But rights groups said the pact, which clears the way for joint counter-terrorism training between special forces, would give Indonesia’s Kopassus commandos new skills to be used against Papuan separatists.

King said Australia’s government was "blundering in" to the Papua conflict to make up for embarrassing Indonesia’s President Susilo Bambang Yudhoyono on his human rights record in Papua.

Independent lawmaker Peter Andren said that if Australia had adopted a similar treaty ahead of East Timor’s independence, East Timorese leaders like Prime Minister Jose Ramos Horta might never have won their long independence struggle.

"The West Papuan situation is the forgotten human rights tragedy of our region," Andren said.

Upper House Australian Democrats senator Natasha Stott Despoja said the treaty, which replaces a defence pact torn up by Jakarta in 1999 after Australia’s military intervention in East Timor, should be "re-drafted, re-thought and re-written".

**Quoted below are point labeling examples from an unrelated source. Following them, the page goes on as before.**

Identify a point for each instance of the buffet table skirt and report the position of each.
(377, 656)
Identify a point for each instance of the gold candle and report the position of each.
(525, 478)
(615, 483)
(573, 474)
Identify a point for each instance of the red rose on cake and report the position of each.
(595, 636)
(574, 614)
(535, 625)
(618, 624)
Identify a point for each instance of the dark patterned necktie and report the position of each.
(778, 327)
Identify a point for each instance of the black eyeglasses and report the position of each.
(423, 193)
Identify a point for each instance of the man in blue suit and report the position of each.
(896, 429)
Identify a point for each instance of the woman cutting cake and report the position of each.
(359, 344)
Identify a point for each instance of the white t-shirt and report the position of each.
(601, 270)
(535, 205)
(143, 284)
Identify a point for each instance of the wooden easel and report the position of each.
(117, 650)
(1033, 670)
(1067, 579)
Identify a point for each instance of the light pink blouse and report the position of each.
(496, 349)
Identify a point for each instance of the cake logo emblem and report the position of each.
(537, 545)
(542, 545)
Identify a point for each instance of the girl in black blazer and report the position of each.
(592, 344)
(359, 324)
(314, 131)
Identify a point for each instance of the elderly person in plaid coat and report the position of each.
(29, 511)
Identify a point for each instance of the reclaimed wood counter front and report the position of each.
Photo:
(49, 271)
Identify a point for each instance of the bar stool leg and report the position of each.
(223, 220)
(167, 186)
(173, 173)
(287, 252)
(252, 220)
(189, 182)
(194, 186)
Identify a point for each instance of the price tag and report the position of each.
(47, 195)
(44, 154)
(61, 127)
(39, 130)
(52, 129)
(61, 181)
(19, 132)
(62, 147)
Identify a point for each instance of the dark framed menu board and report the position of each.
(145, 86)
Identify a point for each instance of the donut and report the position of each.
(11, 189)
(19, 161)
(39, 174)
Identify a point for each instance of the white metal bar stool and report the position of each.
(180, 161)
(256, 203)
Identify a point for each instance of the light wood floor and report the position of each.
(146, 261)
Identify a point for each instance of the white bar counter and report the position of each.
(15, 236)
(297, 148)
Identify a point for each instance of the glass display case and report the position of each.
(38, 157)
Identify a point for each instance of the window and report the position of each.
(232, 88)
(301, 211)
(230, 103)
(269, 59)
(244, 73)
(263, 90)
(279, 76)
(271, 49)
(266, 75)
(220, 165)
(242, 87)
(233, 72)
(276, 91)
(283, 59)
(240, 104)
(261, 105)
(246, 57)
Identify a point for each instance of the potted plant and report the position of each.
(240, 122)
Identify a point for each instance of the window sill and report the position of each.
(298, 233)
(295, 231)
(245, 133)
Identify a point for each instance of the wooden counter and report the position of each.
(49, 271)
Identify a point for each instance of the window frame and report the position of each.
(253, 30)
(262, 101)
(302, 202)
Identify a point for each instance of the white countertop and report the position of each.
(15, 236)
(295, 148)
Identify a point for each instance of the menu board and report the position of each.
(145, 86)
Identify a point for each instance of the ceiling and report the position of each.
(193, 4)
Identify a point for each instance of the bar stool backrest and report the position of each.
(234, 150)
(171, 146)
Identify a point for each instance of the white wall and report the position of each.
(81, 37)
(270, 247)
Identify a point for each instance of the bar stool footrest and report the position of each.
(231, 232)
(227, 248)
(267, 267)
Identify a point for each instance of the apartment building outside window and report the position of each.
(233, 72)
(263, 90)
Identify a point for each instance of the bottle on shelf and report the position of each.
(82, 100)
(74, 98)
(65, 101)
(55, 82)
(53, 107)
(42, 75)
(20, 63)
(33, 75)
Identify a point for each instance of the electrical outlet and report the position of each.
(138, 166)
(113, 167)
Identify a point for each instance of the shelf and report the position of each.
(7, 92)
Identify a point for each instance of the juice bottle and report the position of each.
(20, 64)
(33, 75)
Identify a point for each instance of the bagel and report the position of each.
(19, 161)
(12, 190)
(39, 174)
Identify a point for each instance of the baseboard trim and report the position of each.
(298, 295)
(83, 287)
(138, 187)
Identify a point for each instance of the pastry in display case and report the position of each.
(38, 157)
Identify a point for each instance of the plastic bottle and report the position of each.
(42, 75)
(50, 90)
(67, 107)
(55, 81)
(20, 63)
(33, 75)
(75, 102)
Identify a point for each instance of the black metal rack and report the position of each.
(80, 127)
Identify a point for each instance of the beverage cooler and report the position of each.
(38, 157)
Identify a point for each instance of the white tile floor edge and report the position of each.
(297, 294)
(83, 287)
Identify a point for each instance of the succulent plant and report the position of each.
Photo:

Paula Makabory, from the Indonesian rights group Elsham, said Canberra should insist on access to tightly controlled Papua for Australian lawmakers before ratifying the treaty.

Indonesia has been angered by pro-Papuan independence groups based in Australia and demanded Canberra curtail their actions.

The treaty was agreed following militant bomb attacks in Bali in 2002 and 2005, as well as on Australia’s Jakarta embassy in 2003, which together killed 92 Australians and scores of Indonesian and foreign bystanders.